War sie noch als 11-jährige auf den „braunen Demos" mit marschiert und hatte brav Parolen geschmettert, so hatte sie sich bereits zwei Jahre später mit Tritten und Geschrei dagegen gewährt! Nun, elf Jahre später, krauchte sie durch ein verlassenes Waldstück, das einst einem befreundeten Förster ihrer Mutter gehört hatte, der es aufgrund mehrer Anzeigen und unbezahlter Strafen nicht mehr behalten durfte und es an die Gemeinde abtreten musste.

Sie musste viel daran denken, wie es damals gewesen war, als sie selbst noch Neo-Nazi war.
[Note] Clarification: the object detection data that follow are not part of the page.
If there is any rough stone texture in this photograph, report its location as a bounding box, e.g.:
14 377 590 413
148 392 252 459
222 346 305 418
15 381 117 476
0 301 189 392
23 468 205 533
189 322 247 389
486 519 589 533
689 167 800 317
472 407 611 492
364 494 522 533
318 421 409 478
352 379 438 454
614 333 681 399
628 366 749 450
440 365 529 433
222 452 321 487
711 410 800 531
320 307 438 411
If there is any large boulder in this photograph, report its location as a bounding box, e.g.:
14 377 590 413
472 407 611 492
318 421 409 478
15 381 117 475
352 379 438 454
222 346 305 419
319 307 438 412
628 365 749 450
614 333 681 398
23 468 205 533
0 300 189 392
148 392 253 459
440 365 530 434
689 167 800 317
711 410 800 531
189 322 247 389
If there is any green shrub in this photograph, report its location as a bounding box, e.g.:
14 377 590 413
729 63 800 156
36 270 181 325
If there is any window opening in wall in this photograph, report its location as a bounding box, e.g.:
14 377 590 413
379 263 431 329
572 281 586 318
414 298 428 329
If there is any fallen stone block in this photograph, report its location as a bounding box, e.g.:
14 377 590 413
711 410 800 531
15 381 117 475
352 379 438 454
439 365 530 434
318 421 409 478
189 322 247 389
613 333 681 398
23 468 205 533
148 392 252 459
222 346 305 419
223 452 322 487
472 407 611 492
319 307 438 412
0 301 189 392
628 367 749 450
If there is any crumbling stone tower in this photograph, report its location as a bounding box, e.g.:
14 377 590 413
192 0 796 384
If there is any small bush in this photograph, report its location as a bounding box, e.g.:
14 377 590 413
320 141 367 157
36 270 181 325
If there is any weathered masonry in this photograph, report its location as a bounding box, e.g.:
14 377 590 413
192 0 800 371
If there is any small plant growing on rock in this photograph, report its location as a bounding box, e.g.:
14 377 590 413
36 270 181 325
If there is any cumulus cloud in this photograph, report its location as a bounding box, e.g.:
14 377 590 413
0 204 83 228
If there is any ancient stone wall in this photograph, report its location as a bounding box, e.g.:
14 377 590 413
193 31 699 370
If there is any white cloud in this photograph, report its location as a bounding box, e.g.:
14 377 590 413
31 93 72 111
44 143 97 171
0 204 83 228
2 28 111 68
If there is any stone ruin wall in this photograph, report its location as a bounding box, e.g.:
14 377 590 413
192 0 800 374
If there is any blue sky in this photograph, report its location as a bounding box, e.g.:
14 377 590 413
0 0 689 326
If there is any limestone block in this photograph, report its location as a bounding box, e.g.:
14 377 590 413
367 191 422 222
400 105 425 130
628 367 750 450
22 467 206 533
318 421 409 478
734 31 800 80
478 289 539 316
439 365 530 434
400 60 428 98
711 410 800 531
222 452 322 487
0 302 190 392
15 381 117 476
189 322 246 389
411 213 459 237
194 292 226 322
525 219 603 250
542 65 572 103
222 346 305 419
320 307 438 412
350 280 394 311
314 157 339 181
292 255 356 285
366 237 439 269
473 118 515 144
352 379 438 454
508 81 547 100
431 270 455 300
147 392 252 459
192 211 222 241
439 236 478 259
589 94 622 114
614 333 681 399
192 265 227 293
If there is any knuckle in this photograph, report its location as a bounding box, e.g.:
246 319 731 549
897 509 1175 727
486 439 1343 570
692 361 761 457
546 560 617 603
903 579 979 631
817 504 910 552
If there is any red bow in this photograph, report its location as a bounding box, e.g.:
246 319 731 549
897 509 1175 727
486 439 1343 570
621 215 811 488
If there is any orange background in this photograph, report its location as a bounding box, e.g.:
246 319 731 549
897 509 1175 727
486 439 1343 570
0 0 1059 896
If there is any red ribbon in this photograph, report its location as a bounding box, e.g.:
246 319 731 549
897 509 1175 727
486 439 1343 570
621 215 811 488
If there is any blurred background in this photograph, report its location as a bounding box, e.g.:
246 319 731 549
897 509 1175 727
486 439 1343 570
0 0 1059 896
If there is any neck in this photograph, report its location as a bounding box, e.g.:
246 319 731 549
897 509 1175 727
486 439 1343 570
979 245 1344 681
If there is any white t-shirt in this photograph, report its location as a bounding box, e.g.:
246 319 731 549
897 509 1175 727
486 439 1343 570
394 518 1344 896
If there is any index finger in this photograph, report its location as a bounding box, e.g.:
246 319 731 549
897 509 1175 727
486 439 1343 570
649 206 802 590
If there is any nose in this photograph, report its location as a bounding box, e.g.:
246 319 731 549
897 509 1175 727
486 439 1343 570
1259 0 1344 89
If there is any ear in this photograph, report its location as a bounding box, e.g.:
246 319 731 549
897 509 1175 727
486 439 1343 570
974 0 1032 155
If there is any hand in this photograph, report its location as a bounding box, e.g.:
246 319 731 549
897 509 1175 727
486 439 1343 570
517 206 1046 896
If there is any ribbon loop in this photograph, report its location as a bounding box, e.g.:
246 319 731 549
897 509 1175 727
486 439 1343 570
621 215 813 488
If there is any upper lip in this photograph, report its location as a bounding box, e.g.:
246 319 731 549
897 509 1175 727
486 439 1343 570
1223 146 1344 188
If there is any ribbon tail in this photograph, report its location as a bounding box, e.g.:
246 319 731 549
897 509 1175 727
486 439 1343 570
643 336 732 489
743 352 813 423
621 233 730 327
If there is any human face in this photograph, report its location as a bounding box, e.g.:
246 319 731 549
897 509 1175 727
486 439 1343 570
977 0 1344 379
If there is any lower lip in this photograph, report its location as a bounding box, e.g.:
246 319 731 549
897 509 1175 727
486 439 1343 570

Konnte sie das überhaupt sagen, denn nur weil sie mitgeschleift wurde, teilte sie noch lange nicht die Gedanken und Leidenschaft.

Doch im Grunde war es nicht anders, als alles was heute geschieht! Wie viele Menschen laufen bei der sogenannten „Alternative für Deutschland" mit, ohne von sich zu behaupten, zu wissen, weshalb.

Unter ihren Genossen bezeichnete sie sich selbst immer, als Aussteigerin der Rechten-Szene. Denn in Wahrheit war sie nichts anderes.

Würde ihre Familie wissen, wo sie war, würde kurz darauf ein Mob vor ihrer Tür stehen.

Und ganz offen gesagt: einen Namen wie „Erna" gab man sich nicht freiwillig!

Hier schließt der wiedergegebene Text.